Commit graph

37 commits

Author SHA1 Message Date
Subramanya Sastry
c8d0470f4b Make ParsoidOutputAccess a wrapper over ParserOutputAccess
* Updated ParserOutput to set Parsoid render ids that REST API
  functionality expects in ParserOutput objects.
* CacheThresholdTime functionality no longer exists since it was
  implemented in ParsoidOutputAccess and ParserOutputAccess doesn't
  support it. This is tracked in T346765.
* Enforce the constraint that uncacheable parses are only for fake or
  mutable revisions. Updated tests that violated this constraint to
  use 'getParseOutput' instead of calling the parse method directly.
* Had to make some changes in ParsoidParser around use of preferredVariant
  passed to Parsoid. I also left some TODO comments for future fixes.
  T267067 is also relevant here.

PARSOID-SPECIFIC OPTIONS:
* logLinterData: linter data is always logged by default -- removed
  support to disable it. Linter extension handles stale lints properly
  and it is better to let it handle it rather than add special cases
  to the API.
* offsetType: Moved this support to ParsoidHandler as a post-processing
  of byte-offset output.

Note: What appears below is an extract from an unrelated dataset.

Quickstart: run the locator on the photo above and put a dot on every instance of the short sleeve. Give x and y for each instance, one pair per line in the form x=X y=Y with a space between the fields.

This eliminates the need to support this
  Parsoid-specific options in the ContentHandler hierarchies.
* body_only / wrapSections: Handled this in HtmlOutputRendererHelper
  as a post-processing of regular output by removing sections and
  returning the body content only. This does result in some useless
  section-wrapping work with Parsoid, but the simplification is probably
  worth it. If in the future, we support Parsoid-specific options in
  the ContentHandler hierarchy, we could re-introduce this. But, in any
  case, this "fragment" flavor options is likely to get moved out of
  core into the VisualEditor extension code.

DEPLOYMENT:
* This patch changes the cache key by setting the useParsoid option
  in ParserOptions. The parent patch handles this to ensure we don't
  encounter a cold cache on deploy.

TESTS:
* Updated tests and mocks to reflect new reality.
* Do we need any new tests?

Bug: T332931
Change-Id: Ic9b7cc0fcf365e772b7d080d76a065e3fd585f80
2023-10-13 15:03:03 -05:00
thiemowmde
46bed8ac6d Make use of assertStatusGood/Error and such in tests
Change-Id: I11eace3d9823ca28a1d9a64f959f5f8ca2945821
2023-10-04 17:16:00 +00:00
Subramanya Sastry
062fd08e51 Remove all Parsoid debugApi references and uses
* Was used during the Parsoid JS -> PHP port and is no longer used.
* This also eliminated the need to inject ParsoidSettings into some
  classes.
* Once this merges and lands in core, I'll remove this from the Parsoid
  repo as well.

Change-Id: I008d30ea81f5a3db26e512c87762b90e3ca3c4ff
2023-09-14 14:48:48 -05:00
Amir Sarabadani
f4e68e055f Reorg: Move Status to MediaWiki\Status\
This class is used heavily basically everywhere, moving it to Utils
wouldn't make much sense. Also with this change, we can move
StatusValue to MediaWiki\Status as well.

Bug: T321882
Depends-On: I5f89ecf27ce1471a74f31c6018806461781213c3
Change-Id: I04c1dcf5129df437589149f0f3e284974d7c98fa
2023-08-25 15:44:17 +02:00
Daimona Eaytoy
77d4c2c454 phpunit: Randomize and improve default test page names
UTPage is badly named, because it doesn't give any information as to
what test caused the page to be created. It also sort of encourages test
authors to rely on this "UTPage" page being created by the framework for
them.

Both these things are dangerous, or at least very questionable. Use a
random page title instead, but include the caller name in case someone
needs to investigate where a test page is coming from.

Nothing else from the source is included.